芸能人って、こんなもの? #3
車止めには4台ほどの黒のクラウンが止まっていた。スマホを確認すると私が配車したのは「た 4532」と書いてあった。最も目の前に止まるクラウンがそれだったので、窓を二度軽く人差し指の骨で叩き、後部座席のドアが自動で開いて、40〜50くらいに見えるドライバーの男が話しかけてきた。
「お客様、行先はどちらまで?」
「今、御堂筋イルミネーションしてるじゃないですか。あれ、すごい綺麗だなあと昨日思って。だから、御堂筋を難波まで下って、四ツ橋でこのホテルまで戻ってきてもらえますか?」
「もう一度ここへ?」
「はい」
「かしこまりました」
この男はタクシーの運転手にしては若く見えた。いや、実際に若いのだろうが、彼が中性的なオーラを出しているからか、若作りではない若さが見えた。
このクラウンは最も新しいモデルだった。革の座席がどうも落ち着きを排除するので、腰をやや浅目にしたまま信号待ちで止まった土佐堀川を眺めた。

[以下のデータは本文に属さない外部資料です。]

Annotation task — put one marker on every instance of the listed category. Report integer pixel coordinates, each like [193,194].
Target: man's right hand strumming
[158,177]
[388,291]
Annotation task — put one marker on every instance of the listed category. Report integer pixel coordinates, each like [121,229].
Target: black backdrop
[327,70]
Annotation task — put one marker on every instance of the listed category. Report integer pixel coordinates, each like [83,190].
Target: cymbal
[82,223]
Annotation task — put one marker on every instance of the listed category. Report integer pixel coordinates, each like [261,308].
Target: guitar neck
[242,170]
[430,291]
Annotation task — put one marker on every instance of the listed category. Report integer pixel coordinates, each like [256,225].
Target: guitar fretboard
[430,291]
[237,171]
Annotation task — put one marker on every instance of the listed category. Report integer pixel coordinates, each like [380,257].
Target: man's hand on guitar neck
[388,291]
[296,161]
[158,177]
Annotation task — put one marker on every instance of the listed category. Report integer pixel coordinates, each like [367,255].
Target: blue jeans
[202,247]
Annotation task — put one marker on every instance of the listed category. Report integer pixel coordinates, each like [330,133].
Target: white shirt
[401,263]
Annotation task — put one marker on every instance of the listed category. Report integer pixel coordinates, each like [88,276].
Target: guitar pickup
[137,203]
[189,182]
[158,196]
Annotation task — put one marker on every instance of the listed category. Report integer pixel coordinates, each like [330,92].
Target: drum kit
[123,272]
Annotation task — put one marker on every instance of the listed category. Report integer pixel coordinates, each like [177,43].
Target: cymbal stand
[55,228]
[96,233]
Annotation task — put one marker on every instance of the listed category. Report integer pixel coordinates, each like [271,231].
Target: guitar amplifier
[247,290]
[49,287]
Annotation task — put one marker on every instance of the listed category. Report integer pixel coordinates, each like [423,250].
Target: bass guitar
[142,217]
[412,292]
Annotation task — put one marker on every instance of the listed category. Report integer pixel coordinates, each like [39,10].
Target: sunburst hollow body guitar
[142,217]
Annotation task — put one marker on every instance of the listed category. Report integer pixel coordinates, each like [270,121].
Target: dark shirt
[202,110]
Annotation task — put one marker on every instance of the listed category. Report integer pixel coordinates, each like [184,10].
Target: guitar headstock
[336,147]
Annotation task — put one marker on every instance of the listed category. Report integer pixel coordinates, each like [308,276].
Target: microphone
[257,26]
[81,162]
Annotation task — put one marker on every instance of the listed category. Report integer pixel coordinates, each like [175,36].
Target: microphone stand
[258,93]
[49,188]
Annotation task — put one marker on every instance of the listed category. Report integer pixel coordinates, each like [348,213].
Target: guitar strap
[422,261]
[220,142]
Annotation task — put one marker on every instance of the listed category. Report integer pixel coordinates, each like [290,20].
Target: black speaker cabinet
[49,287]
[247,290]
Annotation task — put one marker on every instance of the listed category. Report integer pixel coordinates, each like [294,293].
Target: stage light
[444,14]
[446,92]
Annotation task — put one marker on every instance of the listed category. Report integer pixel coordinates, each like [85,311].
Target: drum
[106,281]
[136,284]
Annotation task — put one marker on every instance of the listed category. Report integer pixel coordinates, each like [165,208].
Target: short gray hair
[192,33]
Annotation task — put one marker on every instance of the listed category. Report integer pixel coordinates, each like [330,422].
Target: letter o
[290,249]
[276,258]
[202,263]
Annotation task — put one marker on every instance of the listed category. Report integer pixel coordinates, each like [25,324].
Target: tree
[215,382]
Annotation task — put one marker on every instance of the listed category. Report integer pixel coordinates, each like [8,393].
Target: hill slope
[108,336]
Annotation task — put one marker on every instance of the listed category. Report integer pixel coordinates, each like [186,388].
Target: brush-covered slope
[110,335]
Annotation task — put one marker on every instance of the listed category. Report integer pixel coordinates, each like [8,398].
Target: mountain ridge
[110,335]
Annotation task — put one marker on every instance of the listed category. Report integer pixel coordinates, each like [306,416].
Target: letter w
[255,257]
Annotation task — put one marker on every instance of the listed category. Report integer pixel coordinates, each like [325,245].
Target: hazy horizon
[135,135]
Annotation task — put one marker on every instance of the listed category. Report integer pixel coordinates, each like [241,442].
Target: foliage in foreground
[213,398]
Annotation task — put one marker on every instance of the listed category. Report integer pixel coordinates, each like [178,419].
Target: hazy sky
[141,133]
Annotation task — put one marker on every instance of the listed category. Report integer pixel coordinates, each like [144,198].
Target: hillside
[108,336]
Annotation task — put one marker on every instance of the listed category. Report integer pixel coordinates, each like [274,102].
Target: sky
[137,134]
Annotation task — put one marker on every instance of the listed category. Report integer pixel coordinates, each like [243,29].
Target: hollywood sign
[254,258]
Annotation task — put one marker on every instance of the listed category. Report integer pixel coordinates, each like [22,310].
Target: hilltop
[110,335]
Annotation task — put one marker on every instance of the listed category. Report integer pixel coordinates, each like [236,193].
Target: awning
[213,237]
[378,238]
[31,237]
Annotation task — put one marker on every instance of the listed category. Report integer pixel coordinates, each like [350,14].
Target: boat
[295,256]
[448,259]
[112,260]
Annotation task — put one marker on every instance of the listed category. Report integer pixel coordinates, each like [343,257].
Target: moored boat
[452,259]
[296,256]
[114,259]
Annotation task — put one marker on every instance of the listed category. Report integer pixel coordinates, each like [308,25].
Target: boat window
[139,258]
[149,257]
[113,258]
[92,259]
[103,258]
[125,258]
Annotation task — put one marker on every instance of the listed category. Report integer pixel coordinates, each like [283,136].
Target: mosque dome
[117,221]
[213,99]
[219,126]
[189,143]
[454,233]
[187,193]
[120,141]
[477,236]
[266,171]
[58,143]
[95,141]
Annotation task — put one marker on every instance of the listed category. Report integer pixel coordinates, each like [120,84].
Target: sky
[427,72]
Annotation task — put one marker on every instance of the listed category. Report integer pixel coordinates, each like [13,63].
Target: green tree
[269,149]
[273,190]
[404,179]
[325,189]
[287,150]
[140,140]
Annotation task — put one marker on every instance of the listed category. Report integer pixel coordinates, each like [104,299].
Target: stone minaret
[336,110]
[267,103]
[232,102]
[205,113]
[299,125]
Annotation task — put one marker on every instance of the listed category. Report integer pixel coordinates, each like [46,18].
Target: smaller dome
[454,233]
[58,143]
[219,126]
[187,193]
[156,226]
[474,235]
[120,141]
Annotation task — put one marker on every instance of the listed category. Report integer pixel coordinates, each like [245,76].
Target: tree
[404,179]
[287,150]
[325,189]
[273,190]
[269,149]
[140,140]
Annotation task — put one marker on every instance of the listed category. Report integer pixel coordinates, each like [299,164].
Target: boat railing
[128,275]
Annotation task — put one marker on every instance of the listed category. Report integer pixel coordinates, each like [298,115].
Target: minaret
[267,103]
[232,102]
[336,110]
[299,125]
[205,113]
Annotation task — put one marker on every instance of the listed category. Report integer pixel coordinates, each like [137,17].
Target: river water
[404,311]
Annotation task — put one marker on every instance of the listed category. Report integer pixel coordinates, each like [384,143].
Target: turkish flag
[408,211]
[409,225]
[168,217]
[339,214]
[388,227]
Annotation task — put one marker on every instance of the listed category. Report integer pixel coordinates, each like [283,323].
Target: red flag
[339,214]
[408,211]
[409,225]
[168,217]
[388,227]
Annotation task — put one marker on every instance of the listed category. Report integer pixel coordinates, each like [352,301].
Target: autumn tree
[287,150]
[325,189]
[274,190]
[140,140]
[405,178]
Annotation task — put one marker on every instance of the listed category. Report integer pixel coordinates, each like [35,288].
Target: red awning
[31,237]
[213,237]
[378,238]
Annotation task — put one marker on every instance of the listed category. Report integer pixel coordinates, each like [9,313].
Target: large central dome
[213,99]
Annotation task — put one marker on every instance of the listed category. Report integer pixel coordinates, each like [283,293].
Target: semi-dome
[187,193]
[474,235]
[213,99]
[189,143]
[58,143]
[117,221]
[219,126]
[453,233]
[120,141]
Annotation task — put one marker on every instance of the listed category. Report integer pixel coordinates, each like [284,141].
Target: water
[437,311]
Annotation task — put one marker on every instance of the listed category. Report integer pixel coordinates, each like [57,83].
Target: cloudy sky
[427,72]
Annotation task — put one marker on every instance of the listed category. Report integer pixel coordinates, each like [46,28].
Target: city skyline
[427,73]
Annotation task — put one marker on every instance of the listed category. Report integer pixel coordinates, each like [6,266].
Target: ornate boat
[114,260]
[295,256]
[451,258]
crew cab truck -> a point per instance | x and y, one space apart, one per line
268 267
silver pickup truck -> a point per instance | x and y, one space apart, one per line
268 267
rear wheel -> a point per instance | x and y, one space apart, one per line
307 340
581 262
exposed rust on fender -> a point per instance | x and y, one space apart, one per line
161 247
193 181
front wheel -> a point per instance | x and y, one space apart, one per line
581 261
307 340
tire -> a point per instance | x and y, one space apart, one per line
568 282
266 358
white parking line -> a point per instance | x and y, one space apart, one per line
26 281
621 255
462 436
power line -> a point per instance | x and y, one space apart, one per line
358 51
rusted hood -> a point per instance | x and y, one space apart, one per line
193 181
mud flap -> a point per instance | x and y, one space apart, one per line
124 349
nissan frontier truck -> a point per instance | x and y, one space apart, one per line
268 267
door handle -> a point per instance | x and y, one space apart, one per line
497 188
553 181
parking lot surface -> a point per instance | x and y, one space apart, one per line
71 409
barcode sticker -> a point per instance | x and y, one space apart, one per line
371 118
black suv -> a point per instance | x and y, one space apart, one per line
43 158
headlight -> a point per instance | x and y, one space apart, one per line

車は四ツ橋を北に上がり、大阪駅桜橋口近くの交差点を右に曲がって、次の信号を先頭で止まった。大阪駅の前の交差点には、木曜の22時にもかかわらず、大量の人間が横切った。それをぼーっと眺めていると歩行者用の信号が点滅した。それなのにここを通る人間は全く慌てるそぶりを見せない。あろうことか、赤信号になっても走ろうとせずに歩く人間がいる。通例、交通事故が起こると自動車が責任を負うことになる。でも、間違いなく歩行者が違反しているケースもある。なのに歩行者に厳しい目を向けられることはなんだか少ないような気がする。もっと違反歩行者に対して声を荒げてもいいのではないかと思う。点滅になると渡らない。そんなことは幼い頃に習ったはずだ。急用がある場合のみ信号無視は容認されるなんて教えられたか?皆が信号無視を行えば、貴方も行う権利はあると教えられたか?些細で小さく軽々しい信号無視こそ取り締まれば良いのにと思った。そして、ここにいる人間は随分と無責任な人間なのだ。警察も、そこにいる注意をしない人間も、私も、運転手の男も、全員が。
そういえば昔、「悪いことをすると必ず神様は見ている」と母親が言っていた。もちろん悪事の抑制に効果的だったのであろうが、その一言は私の脳裏にしっかりと刻まれ、今でもその神とやらを信じている。決してクリスチャンなわけでもない母親の言う神様とは一体どのような者なのだろう。その得体もしれない神様がずっと私の身体に寄生しているという事実が少々気持ち悪く感じた。
阪神と阪急のビルの間で右折し、御堂筋と合流したところで
「これ御堂筋ですけど、ここを下っていけばいいんですか?」
と言うので、小さくお願いしますと言った。